What a beautiful experience! We flew close to some of the steepest, roughest mountains I've ever seen; over bright turquoise glacial lakes; crevasses so deep you'd have a very large, eternal ice casket should you fall in; over the glacial erratics (40 foot boulders on the top of a ridge, leftovers from an ancient ice monster) I hiked to two weeks prior; across the Nenana River, still brown and furious from snowmelt, but dotted with a few tiny, bright red rafts.


Alaska, the Last Frontier!
 
Since I'd missed dinner, I stopped at the Thai/Chinese food truck in "the canyon"  (outside the park where the hotels and tourist shops are) and had a lovely pad thai dish, a good break from dining hall food, and headed back to "Parkside" where I leave.
 
The next day I went on a beautiful 7-8 mile hike with these pretty hiking buddies. (We named ourselves the "Onward Hos," hehe.)
 

We finished off the day with an ice cream stop before heading back for dinner.

Now it's my weekend again--the week went by pretty quickly, though the mosquitos have started to come out at full force.
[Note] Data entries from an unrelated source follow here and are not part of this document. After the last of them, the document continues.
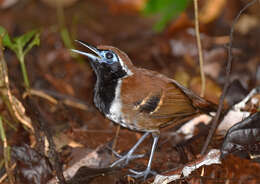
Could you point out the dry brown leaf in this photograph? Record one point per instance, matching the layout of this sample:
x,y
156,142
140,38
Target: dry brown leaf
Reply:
x,y
211,10
16,106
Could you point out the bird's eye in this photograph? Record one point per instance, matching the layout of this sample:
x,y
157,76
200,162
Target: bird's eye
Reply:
x,y
109,55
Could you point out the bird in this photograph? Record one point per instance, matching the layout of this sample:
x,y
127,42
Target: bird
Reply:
x,y
139,99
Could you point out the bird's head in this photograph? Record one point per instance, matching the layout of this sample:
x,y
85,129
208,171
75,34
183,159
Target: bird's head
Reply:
x,y
108,62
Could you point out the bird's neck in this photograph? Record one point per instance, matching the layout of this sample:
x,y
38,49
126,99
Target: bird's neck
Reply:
x,y
105,92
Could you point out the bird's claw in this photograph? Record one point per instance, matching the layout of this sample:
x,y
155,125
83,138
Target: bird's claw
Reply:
x,y
139,174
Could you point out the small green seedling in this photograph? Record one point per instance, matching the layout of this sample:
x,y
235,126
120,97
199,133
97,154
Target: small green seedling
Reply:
x,y
21,46
167,9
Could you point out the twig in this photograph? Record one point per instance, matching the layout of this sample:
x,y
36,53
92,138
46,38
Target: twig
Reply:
x,y
36,114
228,70
203,81
6,152
56,98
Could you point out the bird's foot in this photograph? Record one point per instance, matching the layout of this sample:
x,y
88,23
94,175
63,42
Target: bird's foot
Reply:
x,y
139,174
125,158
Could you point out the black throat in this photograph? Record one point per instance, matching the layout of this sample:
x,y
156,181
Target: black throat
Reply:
x,y
108,77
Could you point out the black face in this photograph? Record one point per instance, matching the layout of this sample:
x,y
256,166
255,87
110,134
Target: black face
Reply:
x,y
105,63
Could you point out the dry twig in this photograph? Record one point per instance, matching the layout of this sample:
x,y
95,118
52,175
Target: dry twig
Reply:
x,y
228,71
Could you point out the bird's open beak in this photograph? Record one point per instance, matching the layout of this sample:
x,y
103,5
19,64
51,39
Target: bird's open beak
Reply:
x,y
93,57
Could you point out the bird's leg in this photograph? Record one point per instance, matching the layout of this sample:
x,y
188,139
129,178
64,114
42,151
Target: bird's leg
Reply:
x,y
147,171
129,156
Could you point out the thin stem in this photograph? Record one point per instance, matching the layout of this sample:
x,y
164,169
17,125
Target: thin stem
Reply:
x,y
6,152
24,71
203,81
215,122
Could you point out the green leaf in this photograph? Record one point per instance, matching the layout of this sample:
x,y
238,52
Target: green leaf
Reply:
x,y
21,41
167,9
34,42
6,41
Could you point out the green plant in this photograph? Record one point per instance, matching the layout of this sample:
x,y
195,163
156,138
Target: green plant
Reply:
x,y
21,45
167,9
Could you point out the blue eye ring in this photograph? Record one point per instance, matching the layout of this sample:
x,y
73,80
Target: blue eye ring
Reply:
x,y
109,55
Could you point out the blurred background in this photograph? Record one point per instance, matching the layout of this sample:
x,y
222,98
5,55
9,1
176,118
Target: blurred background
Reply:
x,y
157,35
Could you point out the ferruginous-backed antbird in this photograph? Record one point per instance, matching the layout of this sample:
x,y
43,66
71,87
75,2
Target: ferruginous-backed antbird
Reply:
x,y
139,99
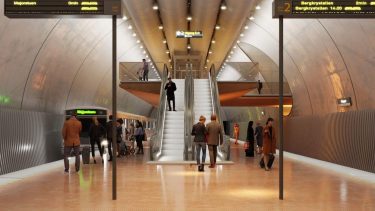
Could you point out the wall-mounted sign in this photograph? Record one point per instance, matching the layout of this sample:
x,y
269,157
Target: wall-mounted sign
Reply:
x,y
345,102
189,34
87,112
324,8
60,8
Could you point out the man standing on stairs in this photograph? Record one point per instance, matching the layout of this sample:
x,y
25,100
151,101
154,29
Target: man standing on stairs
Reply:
x,y
171,88
215,137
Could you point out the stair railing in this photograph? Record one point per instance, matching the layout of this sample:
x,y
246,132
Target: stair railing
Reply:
x,y
156,143
189,111
224,149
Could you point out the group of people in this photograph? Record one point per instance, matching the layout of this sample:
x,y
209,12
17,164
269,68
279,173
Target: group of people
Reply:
x,y
265,140
211,135
143,71
71,134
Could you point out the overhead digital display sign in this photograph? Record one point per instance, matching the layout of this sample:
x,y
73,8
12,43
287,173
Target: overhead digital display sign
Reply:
x,y
189,34
60,8
324,9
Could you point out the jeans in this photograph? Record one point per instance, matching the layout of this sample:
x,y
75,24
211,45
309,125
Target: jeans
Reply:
x,y
198,147
97,142
169,103
213,153
67,150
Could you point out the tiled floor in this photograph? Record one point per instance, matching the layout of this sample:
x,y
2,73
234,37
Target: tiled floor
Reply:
x,y
242,186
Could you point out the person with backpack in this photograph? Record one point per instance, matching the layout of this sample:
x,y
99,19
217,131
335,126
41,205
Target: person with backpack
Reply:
x,y
269,143
139,136
199,133
96,131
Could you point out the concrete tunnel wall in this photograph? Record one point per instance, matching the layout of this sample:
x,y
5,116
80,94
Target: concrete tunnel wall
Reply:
x,y
48,66
324,60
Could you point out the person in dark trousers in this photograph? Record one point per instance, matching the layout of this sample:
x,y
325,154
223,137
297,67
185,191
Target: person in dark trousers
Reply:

Yesterday I went on another beautiful hike, and today I'm going to see if I can get on a raft ride! I think about my crew fighting fires this summer, and sometimes miss it a little, but I'm pretty happy to be where I'm at! Pretty lucky.

Monday, June 10, 2013

cabin life

Something seems wrong here. No one is yelling at me to move faster, dig harder, spin weather quicker and get back in the line. I go to work, hop on a bus, get off at a cabin, open it up, make a fire in the woodstove, and sit on a wooden barrel waiting for guests to show up. In between tours I read, or write letters, or sing (or even sleep, today!). I *talk* to people as my job. That's it?! Really? I just have to give some history, tell a story or two, joke with people, and answer questions...and I get paid? Nice!



My presentation is only about 10 minutes long, and number of tours/shift can range from 1 or 2 to 8 or 9 (I've heard 11 sometimes, but hopefully that's rare). I can see the potential for the repetition to get old by the end of September, but I will probably change up what I say from time to time, to keep it fresh. And I get to go into the park everyday. I've probably seen 30 moose, 20 caribou, 3 bears, 2 lynx, and assorted birds, hares and small ground squirrels etc. No wolves or foxes yet. I've seen the mountain probably 10 times (unusual). I'm meeting fun people, and constantly learning about the wildlife and tundra/flora around me. I'm going on hikes and running sled dogs and even flying. (More on that later.)

So far, things are swell. I still have a lingering feeling that I'm somehow getting off easy, and this is cheating. Just in case this is true, and someone's looking, I do pushups between tour groups, like a kind of penance or tithe to past jobs.